In this regard, this study is another illustration of the problems of most research studies, whether laboratory, clinical, or even (as this one) community based. They are “streetlight” studies that set out to answer questions that are possible, or easy, to answer, rather than the actual questions that we need answers to. By excluding participants, paying them, providing free benefits (all of which may be components of ethical research, ironically), by setting conditions not replicable in the entire community, their usefulness can be very limited. The Medicare studies, based in the community and involving sick people are, even with their limitations, more useful than most. Unfortunately, they did not demonstrate savings, but savings alone cannot be the only criterion (we have addressed cost-effectiveness, Feb. 13). Conway and Clancy speak of “patient-centered outcomes”, but we really need more – patient-important outcomes, by which really we mean mortality and quality of life.

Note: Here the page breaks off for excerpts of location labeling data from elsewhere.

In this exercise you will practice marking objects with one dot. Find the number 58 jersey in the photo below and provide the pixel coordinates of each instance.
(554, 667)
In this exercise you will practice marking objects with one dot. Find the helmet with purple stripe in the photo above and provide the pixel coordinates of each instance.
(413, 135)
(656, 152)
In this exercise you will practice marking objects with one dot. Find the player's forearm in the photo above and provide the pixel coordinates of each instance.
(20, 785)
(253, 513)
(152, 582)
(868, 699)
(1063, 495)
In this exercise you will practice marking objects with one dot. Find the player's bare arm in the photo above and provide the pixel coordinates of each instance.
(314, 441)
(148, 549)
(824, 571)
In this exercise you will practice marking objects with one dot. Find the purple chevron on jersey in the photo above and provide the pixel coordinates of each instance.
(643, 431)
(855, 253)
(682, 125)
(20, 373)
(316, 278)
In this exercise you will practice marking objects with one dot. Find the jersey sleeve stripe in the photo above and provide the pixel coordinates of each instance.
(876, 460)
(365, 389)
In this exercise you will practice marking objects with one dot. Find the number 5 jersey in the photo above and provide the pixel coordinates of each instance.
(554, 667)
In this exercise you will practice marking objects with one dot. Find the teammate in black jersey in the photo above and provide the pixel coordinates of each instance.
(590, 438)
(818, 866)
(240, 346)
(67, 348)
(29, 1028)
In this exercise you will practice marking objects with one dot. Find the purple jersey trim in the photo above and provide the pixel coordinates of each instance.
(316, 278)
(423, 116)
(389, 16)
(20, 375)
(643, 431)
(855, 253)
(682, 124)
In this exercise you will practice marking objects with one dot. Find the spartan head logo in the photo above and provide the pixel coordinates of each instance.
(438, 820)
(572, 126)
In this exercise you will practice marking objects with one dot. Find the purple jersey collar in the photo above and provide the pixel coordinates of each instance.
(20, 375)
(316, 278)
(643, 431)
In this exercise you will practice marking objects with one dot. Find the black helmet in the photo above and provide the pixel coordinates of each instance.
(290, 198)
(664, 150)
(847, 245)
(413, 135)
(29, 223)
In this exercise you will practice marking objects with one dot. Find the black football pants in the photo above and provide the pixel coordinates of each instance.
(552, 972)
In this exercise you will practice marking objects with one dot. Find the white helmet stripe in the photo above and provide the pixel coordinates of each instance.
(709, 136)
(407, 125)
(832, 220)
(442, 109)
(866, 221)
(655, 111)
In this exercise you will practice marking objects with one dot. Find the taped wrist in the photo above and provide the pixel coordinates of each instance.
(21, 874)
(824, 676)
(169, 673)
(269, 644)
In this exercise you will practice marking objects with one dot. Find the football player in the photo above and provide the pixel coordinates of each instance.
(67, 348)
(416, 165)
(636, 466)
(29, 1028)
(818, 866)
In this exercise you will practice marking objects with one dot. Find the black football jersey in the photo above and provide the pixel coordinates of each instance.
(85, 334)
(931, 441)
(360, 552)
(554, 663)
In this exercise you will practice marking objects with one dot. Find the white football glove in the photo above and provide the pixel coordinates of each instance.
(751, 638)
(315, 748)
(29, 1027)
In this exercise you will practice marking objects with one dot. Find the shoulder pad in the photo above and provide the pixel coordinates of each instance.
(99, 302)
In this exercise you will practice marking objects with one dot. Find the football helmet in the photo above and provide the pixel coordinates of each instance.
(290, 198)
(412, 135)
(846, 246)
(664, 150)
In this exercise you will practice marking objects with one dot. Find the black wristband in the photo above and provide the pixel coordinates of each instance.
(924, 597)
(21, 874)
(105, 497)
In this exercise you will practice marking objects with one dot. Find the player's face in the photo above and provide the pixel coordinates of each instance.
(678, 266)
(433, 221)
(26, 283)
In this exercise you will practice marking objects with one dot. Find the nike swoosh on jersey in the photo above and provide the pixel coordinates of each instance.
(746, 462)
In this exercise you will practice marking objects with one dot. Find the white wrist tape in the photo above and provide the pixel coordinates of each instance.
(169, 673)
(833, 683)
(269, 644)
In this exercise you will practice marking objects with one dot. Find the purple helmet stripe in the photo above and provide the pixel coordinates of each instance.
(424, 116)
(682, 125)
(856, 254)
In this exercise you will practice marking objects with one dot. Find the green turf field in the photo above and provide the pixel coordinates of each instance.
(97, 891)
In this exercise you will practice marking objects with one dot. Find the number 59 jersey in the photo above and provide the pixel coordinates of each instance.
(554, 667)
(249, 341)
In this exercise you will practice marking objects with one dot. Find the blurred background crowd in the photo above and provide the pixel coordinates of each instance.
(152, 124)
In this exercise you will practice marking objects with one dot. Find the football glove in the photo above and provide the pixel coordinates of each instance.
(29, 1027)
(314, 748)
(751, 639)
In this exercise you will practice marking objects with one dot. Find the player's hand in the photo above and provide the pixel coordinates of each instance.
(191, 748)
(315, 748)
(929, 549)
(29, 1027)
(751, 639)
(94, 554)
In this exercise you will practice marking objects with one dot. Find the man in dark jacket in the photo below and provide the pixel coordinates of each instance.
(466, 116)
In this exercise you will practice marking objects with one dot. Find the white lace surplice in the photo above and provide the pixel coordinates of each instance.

Finally, as I have to note so often, studies of quality, and of cost, and even of cost-effectiveness, are taking place in the context of our current non-system of health care, with ridiculous financial motivators for practice and no coordinated national approach to health or health policy, and are therefore extraordinarily limited. A national health financing system, single payer or otherwise, will not guarantee quality or cost control, but its absence will virtually guarantee failure when pilot programs, even “successful” ones, are moved into the general population.
[1] Conway PH, Clancy C, “Transformation of health care at the front line”, JAMA 18Feb09;301(7):763-5
[2] Peikes D, Chen A, Schore J, Brown R, “Effects of care coordination on hospitalization, quality of care, and health care expenditures among Medicare beneficiaries: 15 randomized trials”, JAMA 11Feb09;301(6):603-18.